Population Genetics and Evolutionary Impact
Population-scale surveys by the 1000 Genomes Project, GenomeAsia 100K project, and regional efforts at the African Genome Variation Project and Icelandic deCODE genetics reveal CNV frequency spectra across populations studied by teams at University of Cambridge and Seoul National University. Balancing selection, positive selection, and drift shaping CNV distributions have been inferred in analyses published by researchers at Princeton University and Stanford University. Adaptive CNVs affecting immune loci, metabolic genes, and olfactory receptor repertoires have been reported in comparative genomics work involving data from the Primate Genome Project and collaborations with the Smithsonian Institution.

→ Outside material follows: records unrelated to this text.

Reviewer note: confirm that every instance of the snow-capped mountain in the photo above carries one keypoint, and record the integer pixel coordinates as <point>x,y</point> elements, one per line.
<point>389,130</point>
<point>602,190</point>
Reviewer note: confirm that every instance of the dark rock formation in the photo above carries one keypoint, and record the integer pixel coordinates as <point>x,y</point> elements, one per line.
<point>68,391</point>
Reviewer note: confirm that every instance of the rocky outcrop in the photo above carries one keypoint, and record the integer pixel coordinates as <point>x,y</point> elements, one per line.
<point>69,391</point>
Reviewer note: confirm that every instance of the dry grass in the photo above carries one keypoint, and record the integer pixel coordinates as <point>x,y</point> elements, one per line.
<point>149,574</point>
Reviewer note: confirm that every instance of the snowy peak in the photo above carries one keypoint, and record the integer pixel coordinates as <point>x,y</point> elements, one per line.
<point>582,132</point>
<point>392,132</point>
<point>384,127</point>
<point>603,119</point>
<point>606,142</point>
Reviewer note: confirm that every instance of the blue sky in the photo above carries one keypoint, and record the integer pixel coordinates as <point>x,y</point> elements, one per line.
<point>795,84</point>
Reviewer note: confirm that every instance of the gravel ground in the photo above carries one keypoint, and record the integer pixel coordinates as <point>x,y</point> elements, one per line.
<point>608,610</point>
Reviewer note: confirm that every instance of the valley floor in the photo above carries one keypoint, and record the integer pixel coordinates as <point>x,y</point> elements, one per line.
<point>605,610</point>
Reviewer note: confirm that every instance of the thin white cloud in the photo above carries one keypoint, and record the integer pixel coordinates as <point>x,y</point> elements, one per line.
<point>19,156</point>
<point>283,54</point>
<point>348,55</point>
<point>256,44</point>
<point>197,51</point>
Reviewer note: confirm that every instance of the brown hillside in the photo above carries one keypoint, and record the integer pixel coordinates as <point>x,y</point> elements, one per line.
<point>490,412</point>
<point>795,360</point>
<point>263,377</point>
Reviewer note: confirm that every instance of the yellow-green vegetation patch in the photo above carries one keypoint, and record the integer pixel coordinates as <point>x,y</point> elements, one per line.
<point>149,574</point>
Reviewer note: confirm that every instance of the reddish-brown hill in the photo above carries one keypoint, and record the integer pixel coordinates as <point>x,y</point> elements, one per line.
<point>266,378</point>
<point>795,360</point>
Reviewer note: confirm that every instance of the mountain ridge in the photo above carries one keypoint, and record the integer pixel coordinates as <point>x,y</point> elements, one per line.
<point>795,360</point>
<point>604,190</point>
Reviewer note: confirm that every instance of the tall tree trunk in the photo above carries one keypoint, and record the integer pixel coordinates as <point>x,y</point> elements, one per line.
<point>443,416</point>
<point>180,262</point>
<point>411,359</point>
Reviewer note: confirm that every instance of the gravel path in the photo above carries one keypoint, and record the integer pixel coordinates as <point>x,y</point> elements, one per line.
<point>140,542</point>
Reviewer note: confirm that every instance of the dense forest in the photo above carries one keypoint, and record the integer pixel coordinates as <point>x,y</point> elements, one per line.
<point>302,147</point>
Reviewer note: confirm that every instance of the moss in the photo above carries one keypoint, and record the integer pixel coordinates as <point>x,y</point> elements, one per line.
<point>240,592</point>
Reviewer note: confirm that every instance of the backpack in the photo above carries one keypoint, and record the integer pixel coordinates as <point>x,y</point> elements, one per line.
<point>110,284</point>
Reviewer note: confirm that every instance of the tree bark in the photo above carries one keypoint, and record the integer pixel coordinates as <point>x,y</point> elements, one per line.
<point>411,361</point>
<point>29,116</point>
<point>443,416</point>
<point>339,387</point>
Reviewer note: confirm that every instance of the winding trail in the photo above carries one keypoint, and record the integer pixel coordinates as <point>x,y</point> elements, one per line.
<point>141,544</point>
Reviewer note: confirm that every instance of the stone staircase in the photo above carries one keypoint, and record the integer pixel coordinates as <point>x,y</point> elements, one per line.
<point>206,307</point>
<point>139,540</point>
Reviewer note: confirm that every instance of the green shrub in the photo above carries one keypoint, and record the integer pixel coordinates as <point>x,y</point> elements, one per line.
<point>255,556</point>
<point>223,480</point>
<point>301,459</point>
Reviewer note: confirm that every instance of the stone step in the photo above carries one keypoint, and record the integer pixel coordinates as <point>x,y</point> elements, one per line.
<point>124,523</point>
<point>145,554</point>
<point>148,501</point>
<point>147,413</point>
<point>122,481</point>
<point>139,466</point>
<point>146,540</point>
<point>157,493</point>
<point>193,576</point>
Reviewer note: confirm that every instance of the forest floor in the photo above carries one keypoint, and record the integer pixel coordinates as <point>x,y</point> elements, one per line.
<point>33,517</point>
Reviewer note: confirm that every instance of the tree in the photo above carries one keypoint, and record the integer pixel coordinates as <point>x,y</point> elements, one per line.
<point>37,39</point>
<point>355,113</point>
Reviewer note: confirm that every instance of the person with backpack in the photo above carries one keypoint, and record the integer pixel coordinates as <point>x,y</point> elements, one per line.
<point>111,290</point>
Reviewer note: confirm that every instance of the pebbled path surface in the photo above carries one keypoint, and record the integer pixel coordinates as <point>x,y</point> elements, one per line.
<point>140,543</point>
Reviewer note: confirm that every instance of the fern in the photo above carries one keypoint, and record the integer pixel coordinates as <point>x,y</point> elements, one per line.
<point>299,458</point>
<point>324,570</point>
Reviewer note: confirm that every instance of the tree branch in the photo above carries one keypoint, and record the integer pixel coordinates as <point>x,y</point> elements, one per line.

Interpretation, Reporting, and Guidelines
Clinical interpretation frameworks rely on recommendations from the American College of Medical Genetics and Genomics, the European Society of Human Genetics, and expert panels convened by the Clinical Genome Resource (ClinGen). Reporting practices implemented at diagnostic laboratories such as those at Mayo Clinic Laboratories and hospital networks follow criteria for pathogenicity, incidence, inheritance, and dosage sensitivity catalogued in ClinGen Dosage Sensitivity Map and ClinVar. Consent, data sharing, and ethical oversight are guided by policies from organizations including the World Health Organization, National Human Genome Research Institute, and regional bodies like the European Medicines Agency.